Comparisons between 2 treatment levels in R can be done with survdiff, but that generates a chi-square statistic which doesn't jive with what I'm seeing in the paper
The more general question of post-hoc tests in survival analysis when there are >2 treatment levels (akin to Tukey's test) has been asked on R-help before but never answered.
My problem is twofold: I'm not familiar with survival analysis to know if the contrast procedure is appropriate to the question, and I don't have access to Crawley's book. 
Can someone provide an example of Crawey's method or point to a web resource where his method is explained? 

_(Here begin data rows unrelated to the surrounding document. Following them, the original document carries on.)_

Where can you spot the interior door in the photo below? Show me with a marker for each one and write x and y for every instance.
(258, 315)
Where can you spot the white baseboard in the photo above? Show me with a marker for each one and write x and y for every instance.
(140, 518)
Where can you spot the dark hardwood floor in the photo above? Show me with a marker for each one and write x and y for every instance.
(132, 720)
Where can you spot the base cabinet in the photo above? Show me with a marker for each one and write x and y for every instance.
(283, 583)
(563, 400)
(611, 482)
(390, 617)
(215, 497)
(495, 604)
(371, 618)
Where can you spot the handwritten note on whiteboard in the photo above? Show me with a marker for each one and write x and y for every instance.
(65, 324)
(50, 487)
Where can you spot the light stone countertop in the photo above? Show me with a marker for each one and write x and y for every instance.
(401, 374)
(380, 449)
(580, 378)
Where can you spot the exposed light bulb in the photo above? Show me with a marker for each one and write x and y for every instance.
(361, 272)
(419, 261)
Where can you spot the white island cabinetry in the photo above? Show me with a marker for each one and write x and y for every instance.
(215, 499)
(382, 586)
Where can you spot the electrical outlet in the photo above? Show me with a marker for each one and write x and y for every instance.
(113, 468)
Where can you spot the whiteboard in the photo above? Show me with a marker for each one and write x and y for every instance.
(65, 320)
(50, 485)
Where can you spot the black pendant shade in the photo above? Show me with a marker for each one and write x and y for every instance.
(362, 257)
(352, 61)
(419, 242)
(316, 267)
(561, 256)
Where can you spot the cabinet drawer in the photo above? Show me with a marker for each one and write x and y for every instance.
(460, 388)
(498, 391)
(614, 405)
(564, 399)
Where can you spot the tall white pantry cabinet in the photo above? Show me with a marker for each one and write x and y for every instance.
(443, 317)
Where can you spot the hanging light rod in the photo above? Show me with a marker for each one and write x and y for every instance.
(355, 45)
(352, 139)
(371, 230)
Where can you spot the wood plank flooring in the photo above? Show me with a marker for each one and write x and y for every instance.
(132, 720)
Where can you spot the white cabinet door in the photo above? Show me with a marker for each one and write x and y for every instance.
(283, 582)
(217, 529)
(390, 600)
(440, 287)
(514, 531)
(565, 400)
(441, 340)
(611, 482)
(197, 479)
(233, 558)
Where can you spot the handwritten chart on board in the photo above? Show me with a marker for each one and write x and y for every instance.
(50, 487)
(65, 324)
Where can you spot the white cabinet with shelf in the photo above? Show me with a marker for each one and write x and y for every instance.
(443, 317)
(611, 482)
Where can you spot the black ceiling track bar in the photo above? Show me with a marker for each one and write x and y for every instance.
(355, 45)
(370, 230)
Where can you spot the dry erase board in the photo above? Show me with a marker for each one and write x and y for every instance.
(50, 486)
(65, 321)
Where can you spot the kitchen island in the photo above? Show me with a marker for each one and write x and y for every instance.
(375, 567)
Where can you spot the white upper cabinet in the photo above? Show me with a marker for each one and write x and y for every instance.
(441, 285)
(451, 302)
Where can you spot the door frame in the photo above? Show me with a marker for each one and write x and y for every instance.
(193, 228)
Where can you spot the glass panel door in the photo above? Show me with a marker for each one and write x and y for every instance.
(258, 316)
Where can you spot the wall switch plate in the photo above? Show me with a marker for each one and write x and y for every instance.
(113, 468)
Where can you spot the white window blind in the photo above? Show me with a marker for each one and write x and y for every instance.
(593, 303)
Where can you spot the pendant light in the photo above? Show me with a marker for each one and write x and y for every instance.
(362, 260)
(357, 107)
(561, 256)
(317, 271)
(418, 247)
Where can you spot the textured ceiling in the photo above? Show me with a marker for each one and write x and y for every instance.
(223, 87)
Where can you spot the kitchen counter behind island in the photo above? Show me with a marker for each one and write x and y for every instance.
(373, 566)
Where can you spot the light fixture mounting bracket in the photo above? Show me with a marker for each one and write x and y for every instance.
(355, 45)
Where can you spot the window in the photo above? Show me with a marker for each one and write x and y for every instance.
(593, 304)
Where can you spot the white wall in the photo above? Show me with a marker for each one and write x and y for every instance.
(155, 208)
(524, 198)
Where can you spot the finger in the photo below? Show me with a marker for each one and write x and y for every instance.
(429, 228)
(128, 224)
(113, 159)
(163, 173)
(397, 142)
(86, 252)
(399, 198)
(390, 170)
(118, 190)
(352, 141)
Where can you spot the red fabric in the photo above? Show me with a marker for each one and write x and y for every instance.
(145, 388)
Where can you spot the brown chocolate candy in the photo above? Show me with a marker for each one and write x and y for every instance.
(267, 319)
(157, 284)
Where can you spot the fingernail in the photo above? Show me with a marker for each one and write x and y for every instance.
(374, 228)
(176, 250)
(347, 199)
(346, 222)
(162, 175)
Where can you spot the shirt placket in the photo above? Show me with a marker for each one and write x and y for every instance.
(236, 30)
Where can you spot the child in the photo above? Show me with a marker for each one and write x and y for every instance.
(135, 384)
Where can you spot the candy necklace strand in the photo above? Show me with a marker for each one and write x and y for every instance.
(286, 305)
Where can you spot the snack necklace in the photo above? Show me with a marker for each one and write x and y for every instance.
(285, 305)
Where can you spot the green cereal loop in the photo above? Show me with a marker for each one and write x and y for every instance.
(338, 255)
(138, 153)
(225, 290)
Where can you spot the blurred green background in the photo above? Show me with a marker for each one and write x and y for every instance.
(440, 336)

 A: In the R rms package there is are wrapper function for the survival package's coxph and survreg functions.  When you use one of these two functions you can use contrast.rms to easily obtain single d.f. or multiple d.f. contrasts.  Type ?contrast.rms for guidance.  You need to substitute cph for coxph when using rms.
A: The methods description does not match up with anything I see in Crawley's chapter on survival analysis. His discussion of the example he used with three levels seem pretty rudimentary (one might even say naive, but I am not a big fan of his book.) There is no surv function, and the closest function, Surv, is not a regression function at all, but rather a method to construct an object suitable to use in the LHS of formulae in a regression model. 
Likewise for the "contrasts procedure". There is no such thing. Factors in R generate treatment contrasts unless otherwise specified to the regression function, but there is not "contrasts procedure". If there were three levels under consideration then there would be a reference level whose "effect" would be included in the Intercept, and there would be two coefficients, one for each of the other levels. Those coefficients would be the difference from the reference level measured on the log-hazard scale. Exponentiated they would become relative hazards.
I do not see that the multiple comparisons problem is specific to survival analysis. You are estimating parameters, and if they are normally distributed under asymptotic assumptions, then you should be able to apply reasonable methods. There are a variety of such adjustments supported in the p.adjust function in the stats package.